Picking up where The Desolation of Smaug left off, we find our dwarves and lone hobbit still in the mountain, searching for the Arkenstone while the evil Smaug lays waste to Laketown. After Smaug has been beaten and Laketown is in ruins, the citizens go to collect on what was promised to them, a portion of the gold since they aided Thorin and company. While this is going on, Gandalf is caged until being rescued by Galadriel, Elrond, Saruman, and Radagast. It is there that they discover that Sauron has returned. Saruman goes off to deal with Sauron and is not seen again in this film. (We can assume that while in search for Sauron, he becomes corrupted.) The bulk of the remainder of the film is spent in the shadow of the Lonely Mountain.
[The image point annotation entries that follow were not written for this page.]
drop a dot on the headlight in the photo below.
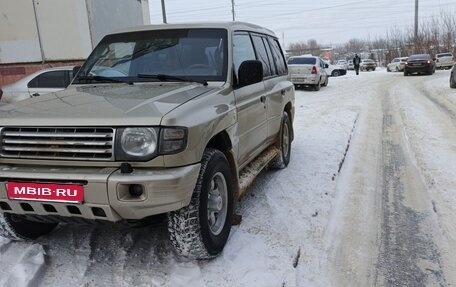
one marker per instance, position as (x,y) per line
(145,143)
(136,143)
(173,140)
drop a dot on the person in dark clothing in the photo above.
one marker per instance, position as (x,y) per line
(356,62)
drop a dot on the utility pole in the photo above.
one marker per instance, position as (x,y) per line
(416,21)
(163,11)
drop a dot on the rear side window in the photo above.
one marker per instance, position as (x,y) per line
(302,61)
(262,55)
(53,79)
(242,50)
(279,59)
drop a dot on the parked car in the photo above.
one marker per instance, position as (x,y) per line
(335,70)
(444,61)
(39,83)
(453,77)
(308,71)
(343,64)
(397,64)
(367,65)
(420,64)
(183,134)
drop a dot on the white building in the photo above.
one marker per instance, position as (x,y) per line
(43,31)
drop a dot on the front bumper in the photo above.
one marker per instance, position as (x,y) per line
(304,80)
(106,191)
(418,69)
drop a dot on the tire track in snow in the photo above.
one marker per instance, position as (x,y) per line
(21,264)
(408,256)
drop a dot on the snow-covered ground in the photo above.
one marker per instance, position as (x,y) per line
(366,147)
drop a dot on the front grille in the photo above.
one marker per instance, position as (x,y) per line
(57,143)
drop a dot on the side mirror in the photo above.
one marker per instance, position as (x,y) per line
(250,72)
(76,70)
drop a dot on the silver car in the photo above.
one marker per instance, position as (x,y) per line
(308,71)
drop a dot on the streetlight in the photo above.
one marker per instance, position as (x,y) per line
(163,11)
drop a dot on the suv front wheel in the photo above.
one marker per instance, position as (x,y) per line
(200,230)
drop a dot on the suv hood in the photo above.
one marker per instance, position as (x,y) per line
(101,105)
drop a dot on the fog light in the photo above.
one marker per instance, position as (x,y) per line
(136,190)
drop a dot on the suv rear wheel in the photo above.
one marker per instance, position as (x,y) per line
(286,135)
(452,82)
(200,230)
(15,227)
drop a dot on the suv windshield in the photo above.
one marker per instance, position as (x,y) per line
(302,61)
(191,54)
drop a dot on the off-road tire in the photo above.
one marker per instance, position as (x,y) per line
(189,228)
(15,227)
(325,84)
(284,144)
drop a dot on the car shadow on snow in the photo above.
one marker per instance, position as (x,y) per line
(109,253)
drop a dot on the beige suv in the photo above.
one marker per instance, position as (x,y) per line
(167,119)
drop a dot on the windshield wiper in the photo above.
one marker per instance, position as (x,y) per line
(103,79)
(164,77)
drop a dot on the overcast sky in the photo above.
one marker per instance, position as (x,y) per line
(327,21)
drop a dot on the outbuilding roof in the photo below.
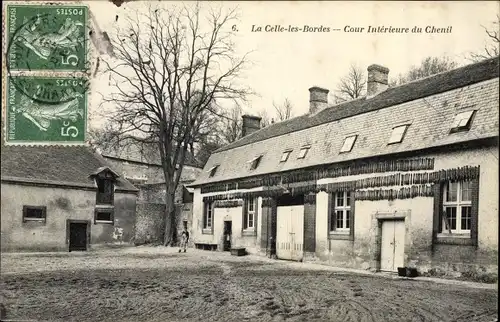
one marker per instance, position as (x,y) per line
(428,107)
(58,165)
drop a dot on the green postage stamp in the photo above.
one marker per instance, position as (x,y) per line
(46,110)
(47,37)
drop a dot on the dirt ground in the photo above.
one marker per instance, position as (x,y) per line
(159,284)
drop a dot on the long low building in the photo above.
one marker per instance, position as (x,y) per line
(404,177)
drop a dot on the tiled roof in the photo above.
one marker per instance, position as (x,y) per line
(70,165)
(439,83)
(429,105)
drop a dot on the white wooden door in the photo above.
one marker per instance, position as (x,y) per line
(290,232)
(392,245)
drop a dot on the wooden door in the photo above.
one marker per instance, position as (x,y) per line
(392,245)
(77,236)
(290,232)
(227,235)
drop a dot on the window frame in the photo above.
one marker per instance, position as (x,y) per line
(246,229)
(355,138)
(406,126)
(466,127)
(213,170)
(208,208)
(285,155)
(303,152)
(254,163)
(105,200)
(110,210)
(26,208)
(458,204)
(333,207)
(455,238)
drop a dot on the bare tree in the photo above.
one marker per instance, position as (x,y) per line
(492,48)
(428,66)
(174,66)
(283,111)
(351,86)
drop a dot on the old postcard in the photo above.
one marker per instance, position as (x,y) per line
(250,161)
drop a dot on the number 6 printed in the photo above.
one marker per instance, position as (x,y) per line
(68,58)
(69,131)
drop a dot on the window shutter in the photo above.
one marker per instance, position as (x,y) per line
(474,210)
(438,209)
(351,216)
(331,211)
(245,214)
(256,215)
(205,213)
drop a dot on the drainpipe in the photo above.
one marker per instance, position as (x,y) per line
(268,224)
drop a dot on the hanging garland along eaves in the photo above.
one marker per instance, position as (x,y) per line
(330,171)
(410,179)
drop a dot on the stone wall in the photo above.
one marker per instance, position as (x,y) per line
(61,204)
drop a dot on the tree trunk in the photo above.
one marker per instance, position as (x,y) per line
(170,227)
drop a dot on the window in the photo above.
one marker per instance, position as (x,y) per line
(285,155)
(456,212)
(212,171)
(398,134)
(457,208)
(249,214)
(34,213)
(208,215)
(462,121)
(348,143)
(303,152)
(340,220)
(105,191)
(104,216)
(136,181)
(254,163)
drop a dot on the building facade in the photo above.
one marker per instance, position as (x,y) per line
(140,165)
(404,177)
(63,199)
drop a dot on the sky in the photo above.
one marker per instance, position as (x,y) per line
(286,64)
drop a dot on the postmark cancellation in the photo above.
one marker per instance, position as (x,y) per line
(45,73)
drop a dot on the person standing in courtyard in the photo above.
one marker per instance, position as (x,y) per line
(184,240)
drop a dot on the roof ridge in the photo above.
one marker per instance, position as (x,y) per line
(474,73)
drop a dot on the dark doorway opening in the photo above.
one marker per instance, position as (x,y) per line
(227,235)
(78,235)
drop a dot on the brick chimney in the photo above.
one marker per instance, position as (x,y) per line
(378,80)
(318,99)
(250,124)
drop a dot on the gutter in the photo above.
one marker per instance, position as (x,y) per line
(491,140)
(59,184)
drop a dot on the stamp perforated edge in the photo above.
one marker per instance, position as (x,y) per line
(91,54)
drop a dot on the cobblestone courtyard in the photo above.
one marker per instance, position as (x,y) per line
(158,284)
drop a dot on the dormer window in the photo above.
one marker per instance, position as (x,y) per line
(398,134)
(348,143)
(212,171)
(254,163)
(462,121)
(303,152)
(105,191)
(285,155)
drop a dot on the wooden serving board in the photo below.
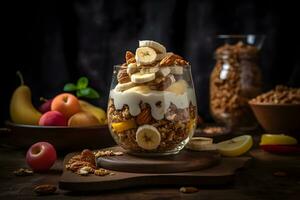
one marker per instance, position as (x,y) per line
(216,173)
(182,162)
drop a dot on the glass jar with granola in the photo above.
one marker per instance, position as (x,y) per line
(235,79)
(152,105)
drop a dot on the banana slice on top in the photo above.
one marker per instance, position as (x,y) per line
(132,68)
(149,70)
(155,45)
(145,55)
(148,137)
(164,71)
(120,87)
(142,78)
(177,70)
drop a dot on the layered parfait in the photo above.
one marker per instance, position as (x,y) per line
(152,104)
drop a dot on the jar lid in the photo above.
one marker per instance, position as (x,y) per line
(240,50)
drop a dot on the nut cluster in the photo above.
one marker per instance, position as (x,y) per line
(84,163)
(280,95)
(177,125)
(234,80)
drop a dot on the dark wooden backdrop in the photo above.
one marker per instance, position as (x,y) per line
(54,42)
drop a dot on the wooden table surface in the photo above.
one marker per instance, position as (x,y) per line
(255,182)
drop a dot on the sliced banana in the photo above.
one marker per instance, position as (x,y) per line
(132,68)
(164,71)
(172,78)
(142,78)
(201,144)
(178,87)
(120,87)
(145,55)
(148,137)
(155,45)
(160,56)
(149,70)
(143,89)
(177,70)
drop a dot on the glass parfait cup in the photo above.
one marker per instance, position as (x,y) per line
(156,117)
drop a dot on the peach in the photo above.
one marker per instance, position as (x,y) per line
(83,119)
(52,118)
(67,104)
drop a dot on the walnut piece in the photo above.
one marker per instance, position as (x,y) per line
(45,189)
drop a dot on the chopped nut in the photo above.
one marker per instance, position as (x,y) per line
(144,117)
(123,76)
(88,156)
(82,171)
(101,172)
(188,189)
(129,57)
(118,153)
(23,172)
(45,189)
(108,153)
(79,164)
(280,173)
(170,60)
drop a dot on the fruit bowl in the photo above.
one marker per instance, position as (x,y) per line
(63,138)
(277,118)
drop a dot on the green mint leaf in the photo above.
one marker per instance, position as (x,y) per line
(82,82)
(69,87)
(88,93)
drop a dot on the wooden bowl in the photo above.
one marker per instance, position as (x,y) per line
(62,137)
(278,118)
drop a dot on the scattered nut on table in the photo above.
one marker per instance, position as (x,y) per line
(280,173)
(45,189)
(23,172)
(188,189)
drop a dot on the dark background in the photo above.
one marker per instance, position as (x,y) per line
(55,42)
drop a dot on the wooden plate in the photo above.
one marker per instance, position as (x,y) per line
(222,173)
(63,138)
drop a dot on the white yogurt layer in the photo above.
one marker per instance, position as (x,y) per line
(134,96)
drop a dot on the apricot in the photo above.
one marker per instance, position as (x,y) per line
(67,104)
(83,119)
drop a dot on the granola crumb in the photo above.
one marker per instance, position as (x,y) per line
(45,189)
(188,189)
(101,172)
(23,172)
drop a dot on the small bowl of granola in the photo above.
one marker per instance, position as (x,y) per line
(278,110)
(152,105)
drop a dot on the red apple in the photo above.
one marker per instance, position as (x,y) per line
(46,106)
(53,118)
(41,156)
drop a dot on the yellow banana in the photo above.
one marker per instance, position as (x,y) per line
(21,109)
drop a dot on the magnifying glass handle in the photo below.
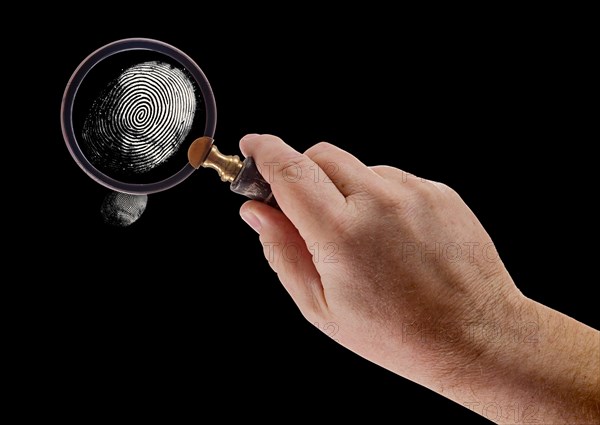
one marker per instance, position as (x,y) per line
(250,183)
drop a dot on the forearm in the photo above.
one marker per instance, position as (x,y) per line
(539,367)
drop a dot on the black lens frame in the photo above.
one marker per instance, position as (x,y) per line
(66,113)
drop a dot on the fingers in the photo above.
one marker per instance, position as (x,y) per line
(309,202)
(287,255)
(344,170)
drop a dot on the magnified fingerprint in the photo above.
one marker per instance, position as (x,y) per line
(140,119)
(122,209)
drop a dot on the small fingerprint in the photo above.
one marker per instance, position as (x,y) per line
(140,119)
(122,209)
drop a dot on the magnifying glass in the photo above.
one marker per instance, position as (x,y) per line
(138,116)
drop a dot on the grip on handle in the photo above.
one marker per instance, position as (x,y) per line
(250,183)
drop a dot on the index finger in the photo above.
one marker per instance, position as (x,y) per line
(308,200)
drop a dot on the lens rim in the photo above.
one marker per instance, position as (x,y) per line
(66,113)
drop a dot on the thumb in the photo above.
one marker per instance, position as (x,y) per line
(288,256)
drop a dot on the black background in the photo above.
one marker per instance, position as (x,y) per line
(126,320)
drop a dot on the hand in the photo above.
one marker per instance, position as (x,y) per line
(405,270)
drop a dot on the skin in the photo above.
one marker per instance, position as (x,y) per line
(411,278)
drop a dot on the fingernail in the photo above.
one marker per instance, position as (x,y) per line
(252,221)
(250,136)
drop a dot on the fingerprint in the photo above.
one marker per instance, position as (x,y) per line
(122,209)
(140,119)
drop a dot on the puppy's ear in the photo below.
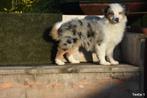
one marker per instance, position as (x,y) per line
(105,11)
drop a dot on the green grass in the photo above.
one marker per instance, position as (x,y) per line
(24,38)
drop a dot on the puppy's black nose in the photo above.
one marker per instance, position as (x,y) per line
(117,19)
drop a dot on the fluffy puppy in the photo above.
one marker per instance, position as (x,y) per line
(98,35)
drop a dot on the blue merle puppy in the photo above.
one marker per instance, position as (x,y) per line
(99,35)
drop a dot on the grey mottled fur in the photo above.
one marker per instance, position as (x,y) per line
(83,31)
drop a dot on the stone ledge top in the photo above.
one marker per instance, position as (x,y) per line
(69,68)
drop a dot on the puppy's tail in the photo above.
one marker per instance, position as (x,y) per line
(54,32)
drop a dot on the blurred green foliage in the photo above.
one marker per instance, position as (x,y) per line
(42,6)
(24,38)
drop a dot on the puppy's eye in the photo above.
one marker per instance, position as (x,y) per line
(111,13)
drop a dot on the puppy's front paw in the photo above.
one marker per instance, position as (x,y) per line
(59,62)
(105,63)
(114,62)
(73,60)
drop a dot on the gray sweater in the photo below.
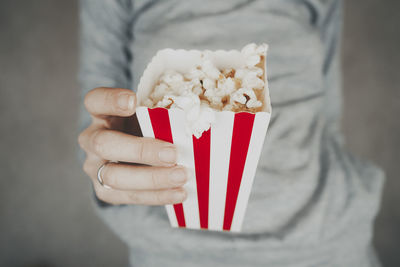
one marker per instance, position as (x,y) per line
(312,203)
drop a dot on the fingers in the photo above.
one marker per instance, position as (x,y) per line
(110,102)
(148,197)
(117,146)
(127,177)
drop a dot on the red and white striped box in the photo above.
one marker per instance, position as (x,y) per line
(221,163)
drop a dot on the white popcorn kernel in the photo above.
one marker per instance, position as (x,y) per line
(226,86)
(205,88)
(165,102)
(210,70)
(172,78)
(252,81)
(253,103)
(148,103)
(160,91)
(195,73)
(253,53)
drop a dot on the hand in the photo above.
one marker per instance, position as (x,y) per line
(108,139)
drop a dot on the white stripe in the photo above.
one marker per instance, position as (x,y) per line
(260,127)
(147,131)
(184,144)
(221,138)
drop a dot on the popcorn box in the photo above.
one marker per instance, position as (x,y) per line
(221,163)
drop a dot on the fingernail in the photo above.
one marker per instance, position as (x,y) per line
(167,155)
(180,195)
(126,101)
(177,176)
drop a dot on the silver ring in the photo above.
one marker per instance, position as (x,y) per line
(99,178)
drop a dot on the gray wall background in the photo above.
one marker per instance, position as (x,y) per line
(46,218)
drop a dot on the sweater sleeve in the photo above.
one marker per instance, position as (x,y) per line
(105,34)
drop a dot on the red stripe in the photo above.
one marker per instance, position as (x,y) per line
(201,148)
(162,130)
(242,128)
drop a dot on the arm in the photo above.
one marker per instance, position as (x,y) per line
(104,64)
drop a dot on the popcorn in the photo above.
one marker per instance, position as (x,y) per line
(205,87)
(191,102)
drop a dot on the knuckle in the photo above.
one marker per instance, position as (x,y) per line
(89,96)
(87,167)
(141,150)
(134,198)
(82,138)
(99,138)
(154,180)
(109,176)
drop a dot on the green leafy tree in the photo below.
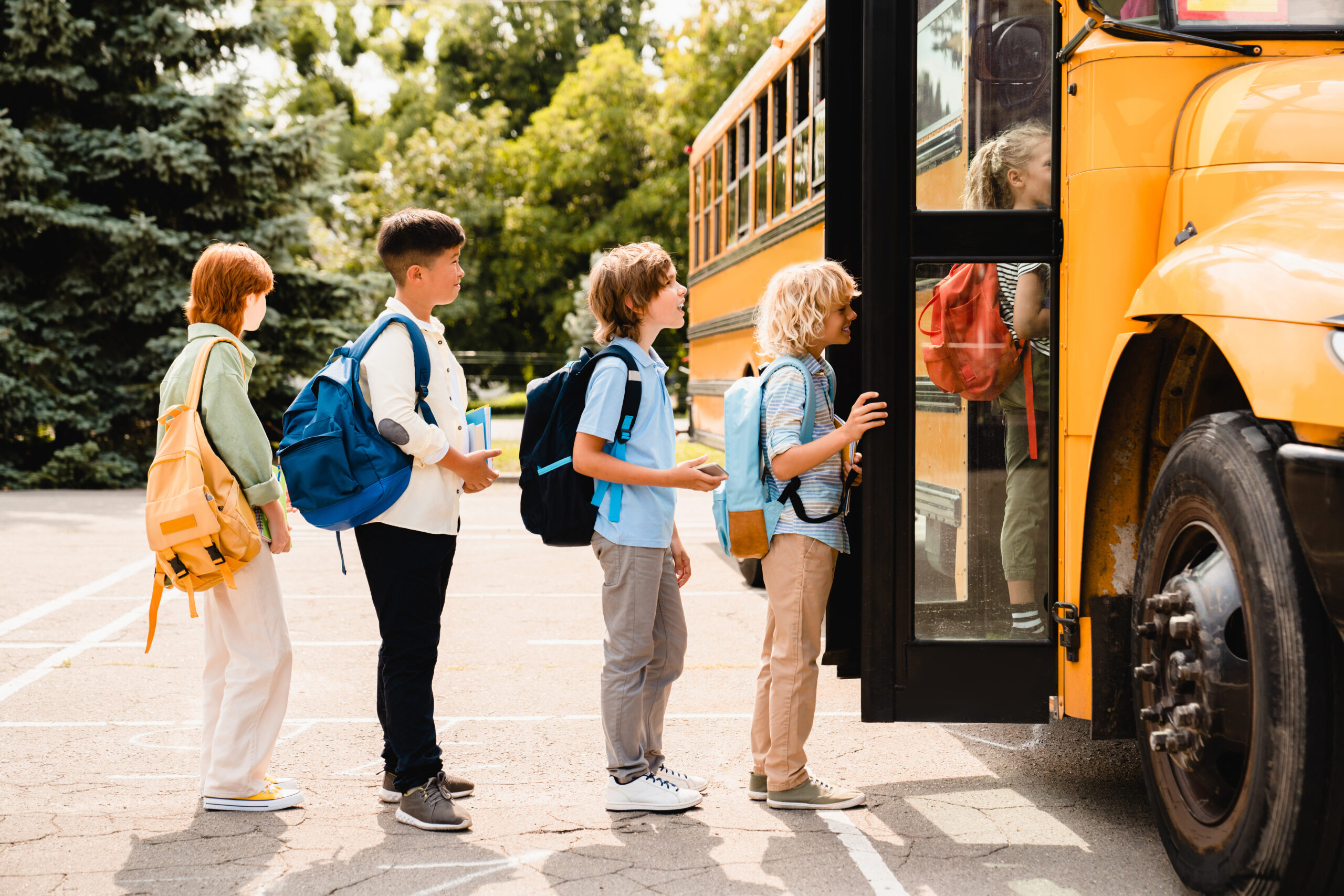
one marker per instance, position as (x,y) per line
(125,148)
(519,53)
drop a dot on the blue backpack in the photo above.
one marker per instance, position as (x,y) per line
(339,471)
(745,515)
(560,504)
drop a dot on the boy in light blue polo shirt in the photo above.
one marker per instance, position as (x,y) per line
(635,296)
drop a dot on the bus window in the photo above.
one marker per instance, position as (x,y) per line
(780,148)
(762,117)
(697,205)
(718,199)
(963,101)
(982,499)
(819,114)
(802,127)
(743,172)
(730,222)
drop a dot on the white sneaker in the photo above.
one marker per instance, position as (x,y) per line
(683,779)
(269,800)
(648,794)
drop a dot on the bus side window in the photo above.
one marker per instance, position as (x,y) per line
(819,114)
(762,164)
(780,147)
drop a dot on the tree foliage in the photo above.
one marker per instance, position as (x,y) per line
(125,150)
(130,141)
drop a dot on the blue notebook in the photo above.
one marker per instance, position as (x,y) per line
(479,431)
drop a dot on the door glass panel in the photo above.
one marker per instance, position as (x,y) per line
(982,501)
(983,75)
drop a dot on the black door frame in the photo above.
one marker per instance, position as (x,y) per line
(874,227)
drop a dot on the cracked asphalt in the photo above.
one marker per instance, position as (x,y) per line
(99,743)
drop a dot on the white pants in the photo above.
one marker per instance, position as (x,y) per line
(246,680)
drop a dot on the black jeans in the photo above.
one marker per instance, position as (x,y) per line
(407,577)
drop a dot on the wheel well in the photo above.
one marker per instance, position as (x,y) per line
(1163,381)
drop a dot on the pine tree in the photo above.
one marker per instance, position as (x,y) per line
(125,148)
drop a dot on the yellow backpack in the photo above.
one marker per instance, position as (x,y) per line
(198,523)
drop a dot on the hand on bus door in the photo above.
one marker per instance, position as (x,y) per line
(846,467)
(865,416)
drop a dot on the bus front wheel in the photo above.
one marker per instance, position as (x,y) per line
(1237,673)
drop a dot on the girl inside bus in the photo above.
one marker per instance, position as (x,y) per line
(1014,171)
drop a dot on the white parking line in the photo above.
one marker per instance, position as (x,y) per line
(553,641)
(78,594)
(373,721)
(59,657)
(865,855)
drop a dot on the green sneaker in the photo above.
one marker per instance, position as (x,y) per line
(815,794)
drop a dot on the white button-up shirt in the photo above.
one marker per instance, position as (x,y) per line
(387,381)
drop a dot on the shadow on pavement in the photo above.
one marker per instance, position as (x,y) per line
(219,852)
(668,853)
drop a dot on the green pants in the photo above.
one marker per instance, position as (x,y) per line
(1028,480)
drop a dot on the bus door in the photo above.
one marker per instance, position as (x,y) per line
(958,561)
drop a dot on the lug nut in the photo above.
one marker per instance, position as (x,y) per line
(1183,626)
(1167,602)
(1189,715)
(1171,741)
(1147,672)
(1191,672)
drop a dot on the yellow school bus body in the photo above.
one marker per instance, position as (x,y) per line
(729,275)
(1155,135)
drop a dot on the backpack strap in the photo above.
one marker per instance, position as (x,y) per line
(418,350)
(629,412)
(198,371)
(791,491)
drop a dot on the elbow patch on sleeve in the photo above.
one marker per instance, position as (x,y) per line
(393,431)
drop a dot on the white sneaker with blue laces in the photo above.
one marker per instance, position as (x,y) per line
(683,779)
(648,794)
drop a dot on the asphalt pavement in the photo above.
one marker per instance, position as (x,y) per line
(99,743)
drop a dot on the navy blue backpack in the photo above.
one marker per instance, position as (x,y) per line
(339,471)
(560,504)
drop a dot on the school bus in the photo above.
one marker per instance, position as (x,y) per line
(1189,537)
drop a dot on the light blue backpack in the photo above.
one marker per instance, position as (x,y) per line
(743,511)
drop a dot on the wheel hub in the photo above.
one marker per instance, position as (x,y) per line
(1195,675)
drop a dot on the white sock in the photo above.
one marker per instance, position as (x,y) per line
(1028,621)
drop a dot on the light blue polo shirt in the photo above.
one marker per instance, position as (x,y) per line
(646,510)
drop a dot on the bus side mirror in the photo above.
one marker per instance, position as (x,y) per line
(1012,51)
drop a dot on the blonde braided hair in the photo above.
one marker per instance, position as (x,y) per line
(987,179)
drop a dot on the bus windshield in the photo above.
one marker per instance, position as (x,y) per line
(1230,14)
(1249,14)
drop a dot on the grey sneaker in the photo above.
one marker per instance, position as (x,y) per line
(814,794)
(430,808)
(457,786)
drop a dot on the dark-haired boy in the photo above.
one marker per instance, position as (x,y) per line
(407,551)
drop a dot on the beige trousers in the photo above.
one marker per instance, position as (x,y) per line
(246,680)
(797,581)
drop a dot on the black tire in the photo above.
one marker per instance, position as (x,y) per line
(752,573)
(1241,779)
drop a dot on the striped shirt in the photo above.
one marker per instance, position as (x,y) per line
(1009,275)
(781,429)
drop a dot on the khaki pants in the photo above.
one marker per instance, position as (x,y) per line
(797,581)
(643,653)
(246,680)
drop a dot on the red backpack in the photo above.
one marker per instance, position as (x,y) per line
(971,352)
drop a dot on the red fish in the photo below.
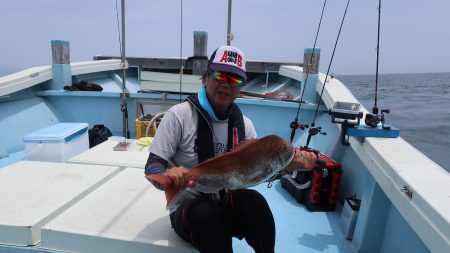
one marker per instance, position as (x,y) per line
(250,163)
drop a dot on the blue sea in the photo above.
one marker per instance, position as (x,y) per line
(419,104)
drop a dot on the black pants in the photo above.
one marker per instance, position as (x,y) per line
(210,224)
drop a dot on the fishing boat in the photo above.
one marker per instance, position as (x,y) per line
(59,195)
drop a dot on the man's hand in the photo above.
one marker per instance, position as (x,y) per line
(302,161)
(178,175)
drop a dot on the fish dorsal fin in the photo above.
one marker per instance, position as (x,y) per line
(243,144)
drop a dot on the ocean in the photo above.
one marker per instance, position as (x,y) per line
(419,105)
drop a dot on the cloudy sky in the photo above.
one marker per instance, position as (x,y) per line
(415,35)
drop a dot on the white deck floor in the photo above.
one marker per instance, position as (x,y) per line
(126,214)
(103,154)
(34,193)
Martin Freeman, as Bilbo, once again shines. He has an everyman quality that comes across in just about everything that I have seen him in. His portrayal of Bilbo in this movie made him into more of an everyman that we should strive to be. He is brave and loyal… except where that blasted ring is concerned. Richard Armitage as Thorin is also strong, playing both a power hungry king and a classic hero. The relationship between Legolas (Orlando Bloom) and Thranduil (Lee Pace) is a nice touch. (Some still have issue with Legolas being in The Hobbit trilogy. I do not.)
I do recommend not seeing this film in 3D, although it is spectacular. In my opinion, the 3D muted the colors. With scenery as beautiful as these movies are known for—even in the evil realms—anything that takes away from the sheer beauty is unwelcome.
The movie is being promoted using the hashtag #OneLastTime. I would personally be fine with Peter Jackson giving us a new Tolkien film every few years. I bet he could get at least four films out of The Silmarillion.
The Hobbit: The Battle of the Five Armies opens on December 17, although select theaters are showing it, along with the other two in The Hobbit series, on December 15th. It is rated PG13 for fantasy violence.